Venezuela and Good Intentions

Janis Hernandez

Nicolas Maduro. Photo: wikipedia.org

HAVANA TIMES — An old proverb says that the road to hell is paved with good intentions. This maxim can be applied to those leftwing parties that come to power claiming to represent the people’s interests and, as time passes, become increasingly totalitarian.

Venezuela is a good example of this trend. To those who do not agree with me, I can only say that time will prove me right. Since taking office, President Maduro has set in motion a series of maneuvers that can only lead to absolutism in time.

The enabling laws (special powers) that furnish the leader with so many prerogatives could be a double-edged sword for any truly democratic society.

Maduro claims to speak on behalf of the people, so I find it rather curious that he always does so in the first person. “I’ve decided, I’ve established, I’ve said,” and similar phrases are common in the president’s speeches.

Nowhere in the boring diatribes of the enthusiastic president do we find a “we” or “our government.”

Some of my colleagues had already referred to Maduro’s ill-tempered and threatening tone. Incidentally, that is one of the things he criticizes the opposition for most frequently. It doesn’t seem to bother him when he does it.

In his alleged pleas for peace, we find a marked tendency to define the opposing camps, underscore divisions and highlight differences.

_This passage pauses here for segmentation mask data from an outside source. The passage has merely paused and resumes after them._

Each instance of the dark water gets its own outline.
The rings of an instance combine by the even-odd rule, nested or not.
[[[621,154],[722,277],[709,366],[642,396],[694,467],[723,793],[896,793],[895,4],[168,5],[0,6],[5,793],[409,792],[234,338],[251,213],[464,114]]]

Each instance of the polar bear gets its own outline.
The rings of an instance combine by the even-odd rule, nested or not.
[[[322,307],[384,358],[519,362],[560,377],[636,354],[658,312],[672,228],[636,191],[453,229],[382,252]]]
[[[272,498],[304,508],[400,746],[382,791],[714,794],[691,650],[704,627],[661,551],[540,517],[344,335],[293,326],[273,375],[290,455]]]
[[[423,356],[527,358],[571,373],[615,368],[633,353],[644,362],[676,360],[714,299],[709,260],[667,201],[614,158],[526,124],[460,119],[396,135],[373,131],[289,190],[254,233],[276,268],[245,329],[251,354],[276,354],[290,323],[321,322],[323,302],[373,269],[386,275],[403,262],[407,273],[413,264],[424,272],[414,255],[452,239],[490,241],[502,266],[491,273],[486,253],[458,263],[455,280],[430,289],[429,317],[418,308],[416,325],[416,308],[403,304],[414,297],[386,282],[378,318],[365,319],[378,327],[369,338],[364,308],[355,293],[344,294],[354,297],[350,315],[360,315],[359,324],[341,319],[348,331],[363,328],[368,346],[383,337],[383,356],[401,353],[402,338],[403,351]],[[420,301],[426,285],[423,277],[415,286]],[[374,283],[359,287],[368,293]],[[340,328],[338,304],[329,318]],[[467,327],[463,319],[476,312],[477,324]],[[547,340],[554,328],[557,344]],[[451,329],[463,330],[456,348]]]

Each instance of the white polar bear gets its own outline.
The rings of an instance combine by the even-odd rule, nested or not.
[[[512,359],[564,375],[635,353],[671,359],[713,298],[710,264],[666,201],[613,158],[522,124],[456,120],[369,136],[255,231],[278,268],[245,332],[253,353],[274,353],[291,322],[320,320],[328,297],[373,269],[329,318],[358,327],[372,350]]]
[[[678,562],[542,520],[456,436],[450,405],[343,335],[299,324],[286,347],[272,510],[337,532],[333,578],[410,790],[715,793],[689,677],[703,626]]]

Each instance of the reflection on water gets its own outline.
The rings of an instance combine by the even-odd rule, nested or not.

In the name of the “socialism of the 21st century”, a program he inherited from his predecessor Hugo Chavez, he has set in motion a series of projects comprising the so-called “Plan for the Homeland.” The social programs, new economic adjustments and other measures contained in this plan are, in and of themselves, moved by very good intentions.

But we should be careful, as this is a movie many of us have seen before.

In theory, everything always works very well, but, in the long term, all of these “gifts” give rise to many evils: inflation, social parasitism, and the worst thing of all – the subjective debt people come to incur with their generous governments, later collected in the form of their most elementary civil liberties.

This new type of socialism reminds me a lot of the old one. It’s more of the same with one or two changes here and there. And it is always presented behind the veil of “good intentions.”